Arquette, because did not like the series.

April 24, 2019 | Unregistered Commenterrdf

michelle wililams is a revelation in this

especially this episode, which gives us verdon's grim beginning, triumphant breakthrough and mid-career plateau [not necessarily in that order]

April 25, 2019 | Unregistered Commenterpar

IBEATMERYL - I like Michelle's performance better than Amy's, but part of that may be because I thought Sharp Objects was such a dirge to me. I would say Michelle and Patricia are about equal, but with regard to the Emmy, Michelle may benefit from a recency effect - although Patricia is very good in The Act as well.

April 25, 2019 | Unregistered CommenterSuzanne

Does anyone who saw All the Money in the World need further proof of Michelle Williams' excellence?

April 25, 2019 | Unregistered Commenterken s.

We're considering this 3rd episode as the show's last chance for us to continue with it. Been completely underwhelmed with it thus far. Other than Williams, who's terrific, it has a somnambulant feel, I just can't get jazzed for it.
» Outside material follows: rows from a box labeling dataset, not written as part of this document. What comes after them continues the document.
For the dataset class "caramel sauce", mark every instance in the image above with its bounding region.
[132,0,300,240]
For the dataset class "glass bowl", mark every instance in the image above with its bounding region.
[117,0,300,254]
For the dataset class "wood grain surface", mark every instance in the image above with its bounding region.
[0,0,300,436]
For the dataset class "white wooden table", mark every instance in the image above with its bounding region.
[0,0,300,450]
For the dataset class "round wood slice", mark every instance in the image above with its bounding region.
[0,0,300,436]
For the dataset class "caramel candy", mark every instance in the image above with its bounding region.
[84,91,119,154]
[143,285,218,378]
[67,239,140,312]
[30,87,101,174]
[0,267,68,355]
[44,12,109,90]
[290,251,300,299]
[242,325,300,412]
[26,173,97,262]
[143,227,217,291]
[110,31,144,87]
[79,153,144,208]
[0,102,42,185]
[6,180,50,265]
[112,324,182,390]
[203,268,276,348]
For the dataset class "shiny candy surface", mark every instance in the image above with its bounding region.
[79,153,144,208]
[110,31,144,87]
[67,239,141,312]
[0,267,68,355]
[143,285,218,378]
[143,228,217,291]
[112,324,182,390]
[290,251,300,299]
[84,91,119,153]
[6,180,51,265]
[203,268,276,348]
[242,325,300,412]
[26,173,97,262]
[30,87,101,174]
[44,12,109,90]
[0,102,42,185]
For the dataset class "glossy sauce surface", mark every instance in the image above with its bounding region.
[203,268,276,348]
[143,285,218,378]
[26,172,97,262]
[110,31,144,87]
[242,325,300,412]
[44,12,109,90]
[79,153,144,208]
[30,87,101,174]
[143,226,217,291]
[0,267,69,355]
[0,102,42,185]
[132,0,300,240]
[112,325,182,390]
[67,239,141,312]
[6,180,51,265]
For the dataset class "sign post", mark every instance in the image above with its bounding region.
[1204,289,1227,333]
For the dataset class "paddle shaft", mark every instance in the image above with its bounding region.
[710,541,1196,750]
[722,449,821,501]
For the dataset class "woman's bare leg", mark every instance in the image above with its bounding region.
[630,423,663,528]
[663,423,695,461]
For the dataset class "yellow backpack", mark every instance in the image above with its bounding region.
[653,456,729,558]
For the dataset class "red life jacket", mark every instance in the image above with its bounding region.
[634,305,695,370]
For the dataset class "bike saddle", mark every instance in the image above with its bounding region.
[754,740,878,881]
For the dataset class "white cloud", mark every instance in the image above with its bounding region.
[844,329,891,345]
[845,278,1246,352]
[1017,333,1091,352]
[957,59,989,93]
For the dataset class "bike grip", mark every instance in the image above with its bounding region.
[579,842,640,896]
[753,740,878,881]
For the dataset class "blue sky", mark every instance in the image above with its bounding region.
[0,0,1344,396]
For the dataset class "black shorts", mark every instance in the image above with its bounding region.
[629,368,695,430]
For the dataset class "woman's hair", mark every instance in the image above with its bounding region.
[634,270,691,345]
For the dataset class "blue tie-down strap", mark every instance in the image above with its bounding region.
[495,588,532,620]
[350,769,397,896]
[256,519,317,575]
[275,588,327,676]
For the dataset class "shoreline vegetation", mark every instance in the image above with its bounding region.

April 25, 2019 | Unregistered CommenterRob

Williams will get an Emmy for this- she is amazing.

April 25, 2019 | Unregistered CommenterJaragon

I continue to love this show. That last scene with Michelle/Gwen in this episode? Outstanding. However, I am starting to get caught up in the comparisons of Scheider vs Rockwell as Fosse, because All That Jazz is so imprinted on my brain; tough for Rockwell, because as someone else here said, the script is letting him down too.

That said, as much I love Williams' performance (and IMO it should be nominated above Adams and Arquette), Suranne Jones is definitely stealing that Emmy from EVERYBODY for Gentleman Jack.